Create README.md

mythz · mythz · commit 21e558374948 · 2026-01-24T22:45:48.000+08:00
diff --git a/llms/extensions/computer_use/README.md b/llms/extensions/computer_use/README.md
@@ -0,0 +1,96 @@
+# Computer Use Tools
+
+This extension provides a set of tools that allow an Agent to interact with a computer environment in a way similar to a human user. It includes capabilities for screen interaction (mouse/keyboard), shell execution, and file editing.
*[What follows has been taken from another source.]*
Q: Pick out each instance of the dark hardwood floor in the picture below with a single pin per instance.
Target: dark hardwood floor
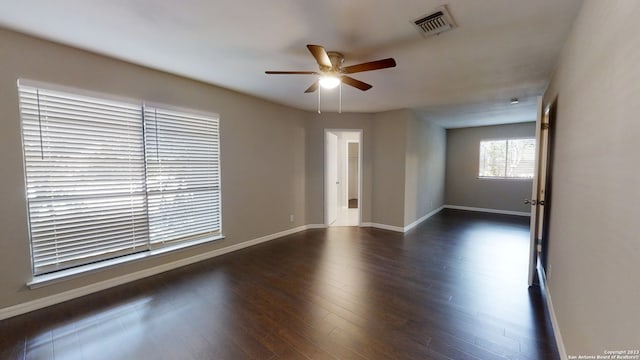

Based on [Anthropic's computer use tools](https://github.com/anthropics/anthropic-quickstarts/tree/main/computer-use-demo).
+
+## Available Tools
+
+### 1. Computer Tool (`computer`)
+Allows interaction with the screen, keyboard, and mouse.
+
+**Capabilities:**
+- **Mouse Interaction**: Move cursor, click (left, right, middle, double, triple), click & drag.
+- **Keyboard Interaction**: Type text, press specific keys or key combinations.
+- **Screen**: Take screenshots, get cursor position.
+- **Zooming**: Zoom into specific regions of the screen (Action: `zoom`).
+
+**Key Parameters:**
+- `action`: The action to perform (e.g., `mouse_move`, `left_click`, `type`, `screenshot`, `zoom`).
+- `coordinate`: `(x, y)` coordinates for mouse actions.
+- `text`: Text to type.
+- `key`: Key sequence to press (e.g., `Return`, `Control+c`).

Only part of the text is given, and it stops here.